Шрифт:
Интервал:
Закладка:
Ронек поднялся, весь сияя:
— Господин полковник, поехали к нам.
— К вам? Куда, молодой человек?
— В Совжелдор! Сейчас у нас такое положение на дороге. Мы будем заново создавать отряды, и — я это чувствую! нужна именно мобилизация. Мы вас примем.
Сыромятев отбросил вилку на замызганную скатерть.
— Послушайте… А вы, при всей вашей милой непосредственности, к стенке меня там не поставите?
— За что, полковник?
— Вот именно за то, что я… полковник! Имею отличный послужной список. И при старом режиме меня только медом не мазали. А так… я все имел. К тому же домовладелец. В Лигове!
— Подумайте, — ответил Ронек. — Товарищ Спиридонов не такой человек, чтобы ни с того ни с сего поставить вас к стенке.
— Я не умею думать на людях, — застыдился Сыромятев. — С вашего разрешения, господа, я удалюсь.

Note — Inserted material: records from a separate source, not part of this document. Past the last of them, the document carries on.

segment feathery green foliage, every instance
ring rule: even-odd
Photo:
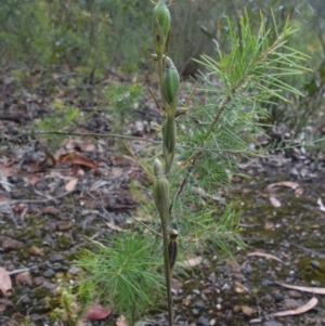
[[[159,130],[161,144],[147,146],[143,149],[144,156],[139,153],[139,157],[134,155],[134,158],[153,181],[153,201],[157,213],[150,213],[152,222],[138,221],[128,236],[115,237],[105,245],[94,243],[95,251],[89,251],[88,257],[79,261],[79,265],[90,273],[84,284],[100,289],[100,298],[110,294],[117,311],[127,312],[129,321],[134,322],[151,307],[151,301],[146,300],[151,288],[161,289],[157,269],[157,258],[161,252],[168,323],[172,326],[173,266],[170,261],[174,262],[177,253],[179,260],[187,260],[205,248],[213,248],[218,256],[232,256],[235,246],[243,246],[238,234],[238,213],[232,203],[220,196],[219,188],[231,183],[230,174],[235,172],[238,159],[263,155],[270,149],[256,146],[256,138],[263,134],[261,121],[268,116],[264,105],[270,99],[276,96],[286,101],[284,92],[300,94],[281,80],[284,75],[303,73],[297,62],[306,58],[286,45],[287,38],[294,32],[289,22],[283,30],[276,30],[274,41],[269,39],[270,31],[263,23],[257,35],[251,31],[247,15],[240,24],[240,39],[230,24],[232,48],[229,53],[217,51],[216,58],[203,55],[198,61],[206,73],[199,77],[192,107],[188,109],[190,104],[185,103],[181,108],[187,112],[184,117],[183,114],[178,116],[179,79],[174,78],[176,75],[165,75],[170,73],[168,68],[172,63],[167,56],[169,32],[165,31],[165,37],[159,22],[154,22],[157,52],[153,57],[157,63],[162,104],[159,105],[153,91],[151,93],[165,117]],[[148,153],[153,153],[154,157],[148,157]],[[170,235],[174,227],[180,235],[179,242]],[[139,237],[135,234],[142,232],[143,242],[146,239],[146,245],[141,245],[145,248],[143,251],[133,243]],[[140,250],[144,256],[139,255],[139,261],[133,260],[133,250],[134,255]],[[177,275],[177,262],[174,268]],[[142,273],[144,278],[140,276]],[[140,282],[145,284],[141,283],[140,287]],[[126,294],[130,300],[126,299]]]

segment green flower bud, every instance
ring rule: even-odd
[[[154,199],[161,223],[167,225],[169,219],[169,182],[164,174],[164,166],[156,158],[154,165],[156,179],[154,182]]]
[[[180,87],[180,75],[172,61],[166,58],[166,69],[162,77],[162,93],[164,99],[169,106],[172,107],[173,115],[176,114],[178,104],[178,91]]]
[[[158,21],[165,39],[170,30],[170,12],[164,0],[159,0],[153,12],[153,28],[155,30],[155,22]]]
[[[170,12],[164,2],[159,0],[153,11],[153,36],[156,53],[164,54],[165,43],[170,30]]]

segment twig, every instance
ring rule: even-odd
[[[72,194],[75,190],[69,191],[69,192],[65,192],[61,195],[57,195],[56,197],[51,197],[51,198],[47,198],[47,199],[14,199],[14,200],[10,200],[8,204],[9,205],[15,205],[15,204],[47,204],[49,201],[56,201],[57,199],[61,199],[62,197],[65,197],[69,194]]]

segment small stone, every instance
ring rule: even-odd
[[[56,229],[58,231],[66,231],[70,230],[74,226],[74,223],[72,221],[61,221],[56,223]]]
[[[42,255],[42,250],[36,246],[31,246],[29,249],[29,252],[32,256],[41,256]]]
[[[53,216],[53,217],[56,217],[60,214],[60,209],[57,209],[56,207],[54,206],[47,206],[42,209],[42,212],[44,214],[49,214],[49,216]]]
[[[2,242],[2,249],[5,252],[13,250],[13,249],[22,248],[23,246],[24,246],[23,243],[12,239],[12,238],[6,238]]]
[[[205,307],[205,302],[202,300],[194,301],[192,304],[193,309],[204,309]]]
[[[55,272],[53,270],[47,270],[43,274],[44,277],[52,277],[55,274]]]
[[[80,272],[80,270],[78,268],[76,268],[76,266],[70,266],[69,270],[68,270],[68,272],[72,275],[77,275]]]
[[[296,291],[296,290],[289,290],[289,296],[294,299],[299,299],[301,298],[301,294],[299,291]]]
[[[222,287],[221,290],[222,291],[227,291],[230,289],[230,285],[227,283],[225,283]]]
[[[210,326],[210,321],[204,316],[200,316],[198,320],[197,320],[197,326]]]
[[[50,257],[51,261],[62,261],[64,260],[64,257],[61,253],[53,253]]]
[[[283,324],[275,321],[269,321],[263,323],[263,326],[283,326]]]
[[[242,305],[242,312],[245,316],[251,316],[255,313],[255,309],[248,305]]]
[[[54,271],[61,271],[61,270],[62,270],[62,264],[61,264],[60,262],[55,262],[55,263],[53,264],[53,270],[54,270]]]
[[[274,301],[275,303],[280,303],[281,301],[283,301],[284,296],[282,294],[275,294],[274,296]]]

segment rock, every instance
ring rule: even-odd
[[[76,266],[70,266],[69,270],[68,270],[68,272],[72,275],[77,275],[80,272],[80,270],[78,268],[76,268]]]
[[[53,216],[53,217],[56,217],[60,214],[60,209],[57,209],[56,207],[54,206],[47,206],[42,209],[42,212],[44,214],[49,214],[49,216]]]
[[[296,291],[296,290],[289,290],[289,296],[291,297],[291,298],[294,298],[294,299],[299,299],[299,298],[301,298],[301,292],[299,292],[299,291]]]
[[[263,323],[263,326],[283,326],[283,324],[275,321],[269,321]]]
[[[12,238],[6,238],[2,242],[2,249],[4,252],[22,248],[24,246],[23,243],[12,239]]]
[[[70,230],[75,224],[72,221],[61,221],[56,223],[56,229],[58,231]]]
[[[36,246],[31,246],[29,249],[29,252],[32,256],[41,256],[42,255],[42,250]]]
[[[197,326],[210,326],[210,321],[204,316],[200,316],[196,323]]]
[[[64,257],[61,253],[53,253],[50,256],[51,261],[62,261],[64,260]]]
[[[205,302],[202,300],[197,300],[192,303],[193,309],[204,309],[205,307]]]
[[[47,277],[47,278],[50,278],[52,277],[53,275],[55,274],[55,272],[53,270],[47,270],[44,273],[43,273],[43,276]]]

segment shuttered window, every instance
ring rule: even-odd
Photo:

Он действительно встал и вышел из чайной.
Ронек сказал:
— И уже не вернется. Мне один такой уже попадался. Какой-то капитан. Еще и пять рублей взял у меня…

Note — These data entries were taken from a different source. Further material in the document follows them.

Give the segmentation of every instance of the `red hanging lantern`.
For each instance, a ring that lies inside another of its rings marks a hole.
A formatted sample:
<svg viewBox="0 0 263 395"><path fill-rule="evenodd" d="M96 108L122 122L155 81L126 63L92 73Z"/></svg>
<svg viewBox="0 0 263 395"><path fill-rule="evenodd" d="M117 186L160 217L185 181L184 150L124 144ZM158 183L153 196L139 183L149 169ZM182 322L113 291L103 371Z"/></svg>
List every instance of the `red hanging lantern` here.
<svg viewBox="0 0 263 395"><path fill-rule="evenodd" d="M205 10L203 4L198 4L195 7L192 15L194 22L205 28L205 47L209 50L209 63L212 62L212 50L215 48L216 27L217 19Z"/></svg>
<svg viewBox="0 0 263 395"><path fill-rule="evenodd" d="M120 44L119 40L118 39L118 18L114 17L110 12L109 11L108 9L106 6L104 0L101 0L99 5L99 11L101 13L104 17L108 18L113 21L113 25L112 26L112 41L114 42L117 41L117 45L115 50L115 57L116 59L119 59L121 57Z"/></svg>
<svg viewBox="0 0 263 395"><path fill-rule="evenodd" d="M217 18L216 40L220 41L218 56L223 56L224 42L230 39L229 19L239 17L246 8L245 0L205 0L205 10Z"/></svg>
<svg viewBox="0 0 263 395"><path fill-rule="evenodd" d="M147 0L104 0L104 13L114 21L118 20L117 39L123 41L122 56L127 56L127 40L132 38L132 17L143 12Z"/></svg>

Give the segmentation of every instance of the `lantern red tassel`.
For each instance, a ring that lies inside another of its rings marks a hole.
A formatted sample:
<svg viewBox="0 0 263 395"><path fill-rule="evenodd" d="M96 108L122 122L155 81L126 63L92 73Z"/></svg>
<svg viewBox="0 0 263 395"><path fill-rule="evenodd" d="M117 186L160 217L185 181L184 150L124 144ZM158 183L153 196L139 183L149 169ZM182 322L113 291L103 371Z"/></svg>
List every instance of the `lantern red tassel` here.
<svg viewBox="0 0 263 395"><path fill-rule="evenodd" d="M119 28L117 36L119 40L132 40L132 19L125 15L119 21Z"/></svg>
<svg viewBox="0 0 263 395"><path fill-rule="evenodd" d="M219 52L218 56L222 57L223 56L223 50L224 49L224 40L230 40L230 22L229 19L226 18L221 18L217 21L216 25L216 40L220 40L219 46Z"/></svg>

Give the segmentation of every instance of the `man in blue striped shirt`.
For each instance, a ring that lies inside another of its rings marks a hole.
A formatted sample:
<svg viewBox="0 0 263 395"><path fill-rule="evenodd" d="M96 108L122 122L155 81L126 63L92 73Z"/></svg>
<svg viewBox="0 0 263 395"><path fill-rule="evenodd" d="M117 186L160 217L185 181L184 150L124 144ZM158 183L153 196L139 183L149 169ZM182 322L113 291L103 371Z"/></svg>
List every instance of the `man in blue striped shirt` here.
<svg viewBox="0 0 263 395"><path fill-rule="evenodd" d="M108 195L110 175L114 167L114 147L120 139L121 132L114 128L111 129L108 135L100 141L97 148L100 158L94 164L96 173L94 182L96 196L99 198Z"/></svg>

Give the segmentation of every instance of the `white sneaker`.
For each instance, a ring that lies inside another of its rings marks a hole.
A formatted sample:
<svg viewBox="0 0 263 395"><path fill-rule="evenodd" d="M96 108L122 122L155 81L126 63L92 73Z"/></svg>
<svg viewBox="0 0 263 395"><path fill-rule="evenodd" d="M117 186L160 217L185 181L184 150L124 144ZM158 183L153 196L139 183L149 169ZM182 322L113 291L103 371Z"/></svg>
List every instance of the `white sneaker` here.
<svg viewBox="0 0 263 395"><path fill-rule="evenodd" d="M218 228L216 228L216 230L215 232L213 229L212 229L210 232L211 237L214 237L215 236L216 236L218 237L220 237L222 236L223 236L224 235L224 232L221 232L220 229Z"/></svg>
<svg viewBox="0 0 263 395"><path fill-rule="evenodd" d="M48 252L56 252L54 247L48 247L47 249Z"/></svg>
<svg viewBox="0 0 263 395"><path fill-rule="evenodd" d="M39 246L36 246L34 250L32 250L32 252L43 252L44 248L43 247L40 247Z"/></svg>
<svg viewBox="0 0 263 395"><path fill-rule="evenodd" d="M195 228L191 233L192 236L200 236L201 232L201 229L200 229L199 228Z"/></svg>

— Не говори так, — возразил Небольсин.
Волоча по полу края шинели, Сыромятев вернулся к их столу Куснул толстую губу.
— Не подумайте обо мне так, что, мол, подобрел от еды. И не за хлеб. Не за положение. Нет! Поехали. Буду служить…
Он повернулся к Небольсину, подавленно молчавшему:
— А вы в Мурманск?
— Да.
— Что ж, прощайте. Я знаю, меня там приласкали бы, как боевого офицера. И все-таки я избираю Петрозаводск. Так уж случилось сейчас, что большевики — это и есть Россия, а я офицер русской армии, и я обязан служить отечеству, оскорбленному и ослабевшему… Реставрации старой армии мне отсюда не видится. Нет. Напрасно хлопочут некоторые мои бывшие товарищи…
* * *
Дымно ревел в те дни гудок Онежского завода: пришло тридцать восемь человек — большевики. Молча построились. Их сразу бросили в бой. Против финских отрядов, рыскавших у дороги. Обратно привезли трех раненых — они были ужалены пулями в спину.

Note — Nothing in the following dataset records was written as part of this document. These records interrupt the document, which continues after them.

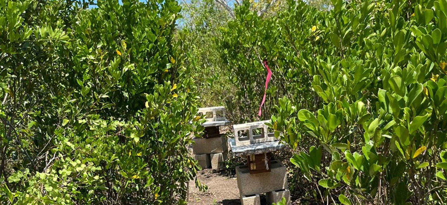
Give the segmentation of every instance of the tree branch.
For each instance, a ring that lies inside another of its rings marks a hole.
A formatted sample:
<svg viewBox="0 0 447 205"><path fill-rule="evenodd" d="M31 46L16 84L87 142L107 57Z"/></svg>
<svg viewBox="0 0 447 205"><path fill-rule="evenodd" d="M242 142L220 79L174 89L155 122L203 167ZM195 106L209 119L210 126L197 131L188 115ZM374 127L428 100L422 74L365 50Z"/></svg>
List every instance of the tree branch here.
<svg viewBox="0 0 447 205"><path fill-rule="evenodd" d="M233 12L233 9L232 9L229 6L228 6L228 3L225 0L215 0L216 2L218 3L224 8L225 8L228 12L230 14L230 16L231 17L234 17L234 13Z"/></svg>

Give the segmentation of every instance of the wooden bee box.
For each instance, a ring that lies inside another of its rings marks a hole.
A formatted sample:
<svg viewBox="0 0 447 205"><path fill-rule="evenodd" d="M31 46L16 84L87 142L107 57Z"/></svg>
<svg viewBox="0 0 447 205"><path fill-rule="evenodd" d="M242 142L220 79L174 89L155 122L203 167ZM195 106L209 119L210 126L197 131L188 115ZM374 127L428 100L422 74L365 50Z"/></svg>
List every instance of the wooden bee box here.
<svg viewBox="0 0 447 205"><path fill-rule="evenodd" d="M247 155L247 162L249 168L250 174L270 172L271 167L270 162L270 152L268 152Z"/></svg>
<svg viewBox="0 0 447 205"><path fill-rule="evenodd" d="M220 136L219 127L217 126L208 127L205 128L203 131L205 138L212 138Z"/></svg>

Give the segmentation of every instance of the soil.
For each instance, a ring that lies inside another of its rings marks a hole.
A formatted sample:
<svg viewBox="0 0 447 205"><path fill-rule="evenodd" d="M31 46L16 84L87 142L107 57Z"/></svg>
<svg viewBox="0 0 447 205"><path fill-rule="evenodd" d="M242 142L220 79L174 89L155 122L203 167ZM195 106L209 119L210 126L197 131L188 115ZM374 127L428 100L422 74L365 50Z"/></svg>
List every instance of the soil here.
<svg viewBox="0 0 447 205"><path fill-rule="evenodd" d="M236 177L228 178L224 171L211 169L199 171L197 179L208 186L205 192L201 192L194 180L190 182L188 205L239 205L239 190Z"/></svg>

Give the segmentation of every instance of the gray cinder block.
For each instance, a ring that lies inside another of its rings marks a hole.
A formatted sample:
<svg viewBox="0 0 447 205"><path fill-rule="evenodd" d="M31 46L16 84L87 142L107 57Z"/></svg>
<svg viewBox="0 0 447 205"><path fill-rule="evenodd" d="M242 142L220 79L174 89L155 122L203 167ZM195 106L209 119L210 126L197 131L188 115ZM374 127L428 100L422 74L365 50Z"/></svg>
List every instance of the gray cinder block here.
<svg viewBox="0 0 447 205"><path fill-rule="evenodd" d="M261 197L259 194L246 197L241 196L240 205L261 205Z"/></svg>
<svg viewBox="0 0 447 205"><path fill-rule="evenodd" d="M286 201L288 205L291 204L290 201L290 191L289 189L284 189L278 191L273 191L266 193L267 198L267 204L271 205L273 203L278 203L280 201L283 197L286 198Z"/></svg>
<svg viewBox="0 0 447 205"><path fill-rule="evenodd" d="M270 166L270 172L254 174L250 174L248 165L236 167L237 187L240 195L251 195L287 189L286 167L276 160L272 161Z"/></svg>
<svg viewBox="0 0 447 205"><path fill-rule="evenodd" d="M218 121L225 120L225 107L223 106L218 107L201 107L197 112L199 114L203 115L207 121ZM207 118L207 113L211 113L212 116ZM220 115L219 113L220 113Z"/></svg>
<svg viewBox="0 0 447 205"><path fill-rule="evenodd" d="M224 162L227 160L227 152L210 154L210 158L211 159L211 168L213 169L224 168L225 165Z"/></svg>
<svg viewBox="0 0 447 205"><path fill-rule="evenodd" d="M222 153L228 150L224 135L212 138L194 138L193 153L196 154Z"/></svg>
<svg viewBox="0 0 447 205"><path fill-rule="evenodd" d="M194 158L197 160L198 165L202 167L202 169L211 167L211 160L209 154L195 155L194 156Z"/></svg>
<svg viewBox="0 0 447 205"><path fill-rule="evenodd" d="M276 140L273 133L269 133L268 127L264 124L269 122L269 120L264 120L233 125L236 146L247 145ZM260 134L255 135L253 131L257 129L261 129L262 132ZM248 136L240 135L239 131L245 131Z"/></svg>

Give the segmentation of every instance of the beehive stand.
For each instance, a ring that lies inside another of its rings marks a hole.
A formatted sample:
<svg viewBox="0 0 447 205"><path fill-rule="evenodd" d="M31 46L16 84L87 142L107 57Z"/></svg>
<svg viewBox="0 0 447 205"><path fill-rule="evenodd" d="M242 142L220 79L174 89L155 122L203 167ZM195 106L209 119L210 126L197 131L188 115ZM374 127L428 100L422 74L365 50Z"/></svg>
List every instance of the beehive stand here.
<svg viewBox="0 0 447 205"><path fill-rule="evenodd" d="M265 193L269 204L283 197L291 204L287 172L278 161L272 160L272 152L282 150L279 143L265 124L268 121L234 125L234 139L228 144L236 156L245 156L247 164L236 167L237 187L242 205L259 205L260 194Z"/></svg>
<svg viewBox="0 0 447 205"><path fill-rule="evenodd" d="M193 152L195 158L202 169L221 168L224 161L227 160L228 147L224 134L220 134L219 127L229 125L230 122L225 117L223 107L199 108L199 115L205 115L207 122L202 125L205 127L202 138L193 140Z"/></svg>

— В спину? — не поверил Спиридонов, вставая.
Полковник Сыромятев держал руки по швам.
— Да, в спину, — ответил. — Впрочем, позвольте сначала задать вам, Иван Дмитриевич, один нескромный вопрос.
— Пожалуйста, — разрешил Спиридонов.
— Вы сами воевали?
— Воевал.
— Так почему же вы бросили в бой людей, — спросил его Сыромятев, — даже не объяснив им азбуки боя? Они ранены в спину. Хорошо, что не в затылок. Что получается? Боец стреляет во врага и тут же, по глупости, подхватив винтовку, скачет вперед. А сзади его стегает своя же пуля… Очень смело! — похвалил Сыромятев. — Но зато и неумело.. Вы как дети малые.
Спиридонов был пристыжен.
— Хорошо. Вы, я вижу, человек упрямый и своего добьетесь. Мы с вами, чувствую, сработаемся…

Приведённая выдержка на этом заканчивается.